Konferenz untersucht jüdische Spuckattacken auf Christen
Wenn Juden auf Christen spucken, hat das zwar eine lange Tradition, findet aber keine Rechtfertigung im Judentum. Zu dieser Schlussfolgerung kam eine Konferenz mit dem Titel "Warum spucken (manche) Juden auf Nichtjuden?" am Freitag in Jerusalem. Die Mittel dagegen, so war man sich einig, sind konsequente Dokumentation der Vorfälle und mehr Bildung.
Nachdem sich das Davids-Turm-Museum in der Jerusalemer Altstadt wohl auf Druck der Stadt kurzfristig als Austragungsort zurückgezogen hatte, übernahm das armenische Patriarchat die Rolle des Gastgebers für die rund 150 Teilnehmer, darunter der stellvertretende Bürgermeister Jerusalems, Jossi Havilio, der lateinische Patriarchalvikar für Jerusalem, Weihbischof William Schomali, und Benediktinerabt Nikodemus Schnabel. Weitere rund 120 jüdisch-israelische Teilnehmer folgten der Konferenz auf Zoom.
Keine Schuldzuweisungen, sondern Sensibilisierung
Besonders der Titel der Konferenz hatte im Vorfeld für Unmut gesorgt, wie mehrere Referenten betonten. Kritiker witterten eine Beleidigung des Judentums, verallgemeinernde Schuldzuweisungen und eine negative Darstellung Israels – Vorwürfe, die die Veranstalter als Missverständnisse zurückwiesen. Nicht Nestbeschmutzung nach außen, sondern die Sensibilisierung eines jüdisch-israelischen Publikums sei das Ziel – deshalb tagte man auch auf Hebräisch.
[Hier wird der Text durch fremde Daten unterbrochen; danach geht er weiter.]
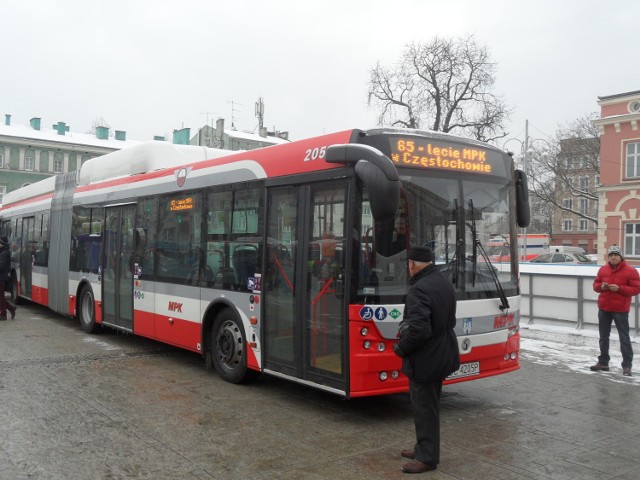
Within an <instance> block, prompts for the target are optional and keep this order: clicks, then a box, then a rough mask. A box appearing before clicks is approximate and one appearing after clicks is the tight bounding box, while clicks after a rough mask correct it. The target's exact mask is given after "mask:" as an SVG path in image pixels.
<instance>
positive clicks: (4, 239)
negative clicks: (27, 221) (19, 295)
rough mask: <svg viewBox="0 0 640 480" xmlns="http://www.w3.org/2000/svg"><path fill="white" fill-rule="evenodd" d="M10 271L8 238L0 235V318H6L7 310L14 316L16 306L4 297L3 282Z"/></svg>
mask: <svg viewBox="0 0 640 480" xmlns="http://www.w3.org/2000/svg"><path fill="white" fill-rule="evenodd" d="M10 271H11V250H10V246H9V239H8V238H7V237H0V320H6V319H7V310H9V312H11V318H13V317H15V316H16V306H15V305H12V304H11V303H9V302H7V301H6V299H5V298H4V287H5V283H6V282H7V281H8V280H9V272H10Z"/></svg>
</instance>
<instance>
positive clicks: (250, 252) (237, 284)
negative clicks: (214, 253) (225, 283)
mask: <svg viewBox="0 0 640 480" xmlns="http://www.w3.org/2000/svg"><path fill="white" fill-rule="evenodd" d="M258 258H259V255H258V247H257V246H256V245H253V244H249V243H245V244H242V245H238V246H237V247H236V248H235V250H234V251H233V266H234V268H235V271H236V279H237V285H238V289H239V290H247V284H248V281H249V277H253V276H254V275H255V273H256V271H257V269H258Z"/></svg>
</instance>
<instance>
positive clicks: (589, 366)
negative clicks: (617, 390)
mask: <svg viewBox="0 0 640 480" xmlns="http://www.w3.org/2000/svg"><path fill="white" fill-rule="evenodd" d="M521 337H522V338H521V344H520V352H521V356H522V358H523V359H525V360H527V361H530V362H533V363H537V364H539V365H553V366H557V367H558V368H561V369H562V368H564V369H566V370H569V371H573V372H576V373H581V374H584V375H603V376H604V377H605V378H607V379H608V380H611V381H612V382H623V383H630V384H633V385H637V386H640V370H635V371H634V372H633V374H634V376H633V377H624V376H623V375H622V367H621V366H620V363H621V362H622V355H621V354H620V344H619V342H618V334H617V332H616V331H615V329H614V330H613V331H612V332H611V342H610V347H609V354H610V355H611V361H610V362H609V367H610V368H611V370H610V371H609V372H592V371H591V370H589V367H590V366H591V365H594V364H595V363H596V361H597V360H598V354H599V353H600V351H599V348H598V332H597V331H596V330H592V329H583V330H576V329H575V328H573V327H557V326H553V325H538V324H531V325H521ZM631 342H632V345H633V349H634V353H635V356H636V357H635V358H639V357H638V356H639V355H640V337H637V336H636V337H634V336H633V332H632V337H631ZM636 364H637V362H636Z"/></svg>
Mitveranstalterin Yisca Harani identifizierte religiöse Symbole, Kirchbauten, das Innere von Kirchen sowie Christen als Angriffsziele. Die Altstadt und besonders das armenische Viertel als Verbindungsweg zur Klagemauer seien besonders problematisch. Die Akte reichten dabei von Vandalismus wie Graffiti und mutwilliger Zerstörung über Steinwürfe, Beleidigungen, Anspucken bis zu physischer Gewalt. Die Täter: ultraorthodoxe und nationalreligiöse Juden jeden Alters und Geschlechts.
Weil viele Angriffe so schnell passierten oder erst spät bemerkt würden, sei die Identifizierung der Täter schwierig. Viele Betroffene meldeten Angriffe aus Angst vor Konsequenzen für den Aufenthaltsstatus oder aus Misstrauen nicht den Behörden, die wiederum Untersuchungen oft ergebnislos eingestellten. Haranis Aufruf teilten weitere Referenten: Zwischenfälle melden, im Zweifel anonym über die eigens eingerichtete Website, damit genügend Datenmaterial gesammelt werden kann.
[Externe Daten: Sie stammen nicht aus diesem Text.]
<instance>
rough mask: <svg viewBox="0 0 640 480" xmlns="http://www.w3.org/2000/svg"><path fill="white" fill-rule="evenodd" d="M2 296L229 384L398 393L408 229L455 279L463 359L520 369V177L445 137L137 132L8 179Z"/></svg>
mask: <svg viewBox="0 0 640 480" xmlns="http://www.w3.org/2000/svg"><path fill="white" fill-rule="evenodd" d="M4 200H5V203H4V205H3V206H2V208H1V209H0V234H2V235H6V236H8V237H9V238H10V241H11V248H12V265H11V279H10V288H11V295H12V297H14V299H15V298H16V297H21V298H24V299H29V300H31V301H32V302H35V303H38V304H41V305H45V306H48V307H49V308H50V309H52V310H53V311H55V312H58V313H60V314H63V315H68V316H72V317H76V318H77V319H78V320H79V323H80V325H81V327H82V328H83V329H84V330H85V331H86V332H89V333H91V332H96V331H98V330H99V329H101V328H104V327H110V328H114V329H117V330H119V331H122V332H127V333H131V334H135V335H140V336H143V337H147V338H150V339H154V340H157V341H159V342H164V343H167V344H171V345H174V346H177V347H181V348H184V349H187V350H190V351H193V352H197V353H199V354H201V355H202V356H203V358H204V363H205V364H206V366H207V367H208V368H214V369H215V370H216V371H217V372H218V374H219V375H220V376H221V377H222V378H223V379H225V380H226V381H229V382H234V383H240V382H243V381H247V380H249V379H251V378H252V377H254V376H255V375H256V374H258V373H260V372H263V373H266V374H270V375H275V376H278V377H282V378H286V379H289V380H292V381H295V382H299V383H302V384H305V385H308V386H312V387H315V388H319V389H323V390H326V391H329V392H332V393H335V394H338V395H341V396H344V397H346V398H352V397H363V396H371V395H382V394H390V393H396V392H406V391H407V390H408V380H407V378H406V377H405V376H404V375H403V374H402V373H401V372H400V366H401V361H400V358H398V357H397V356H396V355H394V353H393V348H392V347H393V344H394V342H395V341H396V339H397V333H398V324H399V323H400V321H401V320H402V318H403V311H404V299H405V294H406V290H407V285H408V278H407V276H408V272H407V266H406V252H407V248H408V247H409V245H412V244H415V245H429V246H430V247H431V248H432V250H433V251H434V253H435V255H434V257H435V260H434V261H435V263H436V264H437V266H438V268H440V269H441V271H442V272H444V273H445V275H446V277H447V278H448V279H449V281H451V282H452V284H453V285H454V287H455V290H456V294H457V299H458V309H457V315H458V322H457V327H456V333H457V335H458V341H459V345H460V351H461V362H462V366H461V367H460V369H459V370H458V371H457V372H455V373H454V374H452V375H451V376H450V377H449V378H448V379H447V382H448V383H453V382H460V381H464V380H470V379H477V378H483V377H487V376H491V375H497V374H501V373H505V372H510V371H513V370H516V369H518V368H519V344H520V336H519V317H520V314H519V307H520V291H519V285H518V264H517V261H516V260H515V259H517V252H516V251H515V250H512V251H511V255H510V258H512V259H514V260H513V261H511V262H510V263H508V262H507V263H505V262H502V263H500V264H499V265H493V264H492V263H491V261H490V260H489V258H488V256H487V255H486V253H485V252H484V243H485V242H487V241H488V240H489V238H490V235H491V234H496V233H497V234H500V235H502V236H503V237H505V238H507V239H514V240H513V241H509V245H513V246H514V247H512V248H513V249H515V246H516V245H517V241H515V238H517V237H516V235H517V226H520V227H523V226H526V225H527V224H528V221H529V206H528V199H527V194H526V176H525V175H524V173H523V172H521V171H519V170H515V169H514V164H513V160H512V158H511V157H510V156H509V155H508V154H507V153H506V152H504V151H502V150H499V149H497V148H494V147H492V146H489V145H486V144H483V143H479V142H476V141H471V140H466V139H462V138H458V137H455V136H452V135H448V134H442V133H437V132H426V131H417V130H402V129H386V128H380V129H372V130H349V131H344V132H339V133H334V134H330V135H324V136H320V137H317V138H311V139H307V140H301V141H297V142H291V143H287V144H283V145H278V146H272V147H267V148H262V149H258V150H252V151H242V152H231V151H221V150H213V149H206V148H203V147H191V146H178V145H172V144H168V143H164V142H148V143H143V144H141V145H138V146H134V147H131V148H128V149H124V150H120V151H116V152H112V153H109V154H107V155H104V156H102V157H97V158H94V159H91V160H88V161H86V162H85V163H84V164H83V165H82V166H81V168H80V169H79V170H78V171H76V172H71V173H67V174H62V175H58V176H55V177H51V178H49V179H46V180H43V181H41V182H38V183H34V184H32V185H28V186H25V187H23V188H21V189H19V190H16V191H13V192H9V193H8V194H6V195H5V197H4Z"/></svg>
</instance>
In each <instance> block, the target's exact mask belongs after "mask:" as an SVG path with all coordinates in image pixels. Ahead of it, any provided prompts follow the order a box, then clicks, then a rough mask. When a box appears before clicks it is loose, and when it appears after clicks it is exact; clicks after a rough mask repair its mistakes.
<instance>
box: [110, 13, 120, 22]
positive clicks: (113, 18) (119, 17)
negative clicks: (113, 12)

Woher aber kommt das feindselige Verhalten und wie stehen Religions- und Strafrecht zu dem Phänomen: Diesen Fragen gingen Fachleute der "Open University of Israel", der Hebräischen Universität Jerusalem und des "Israel Religious Action Center" (IRAC) nach. Historisch unter Gefährdung des eigenen Lebens Ausdruck der Abscheu und des Widerstands gegen die christlichen Verfolger gebräuchlich, seien Spuckattacken auf Christen im jüdischen Mehrheitsstaat Israel zu einem täglichen Machtmissbrauch ohne Gefahr für die Täter geworden.
Ohne Zweifel Straftatbestand
Auf Sitten und Gebräuche führte Talmudexperte Jair Furstenberg die Spuckattacken zurück. Im jüdischen Religionsrecht jedenfalls gebe es keinerlei diesbezügliche Klausel. Vielmehr betonten die jüdischen Weisen das übergeordnete Prinzip des Friedens mit Nichtjuden. Der Graben zwischen Realität und Lehre, so Furstenberg, sei enorm. Kein Zweifel besteht laut IRAC-Rechtsexperten Ori Narov daran, dass das Spucken auf einen Christen, in seine Richtung oder in Richtung einer christlichen Stätte den Straftatbestand erfüllt. Liege dem Akt Hass oder Rassismus zugrunde, sei dies ein erschwerender Faktor, der das Strafmaß erhöhen könne. Auch Narov drängte Betroffene zur Anzeige.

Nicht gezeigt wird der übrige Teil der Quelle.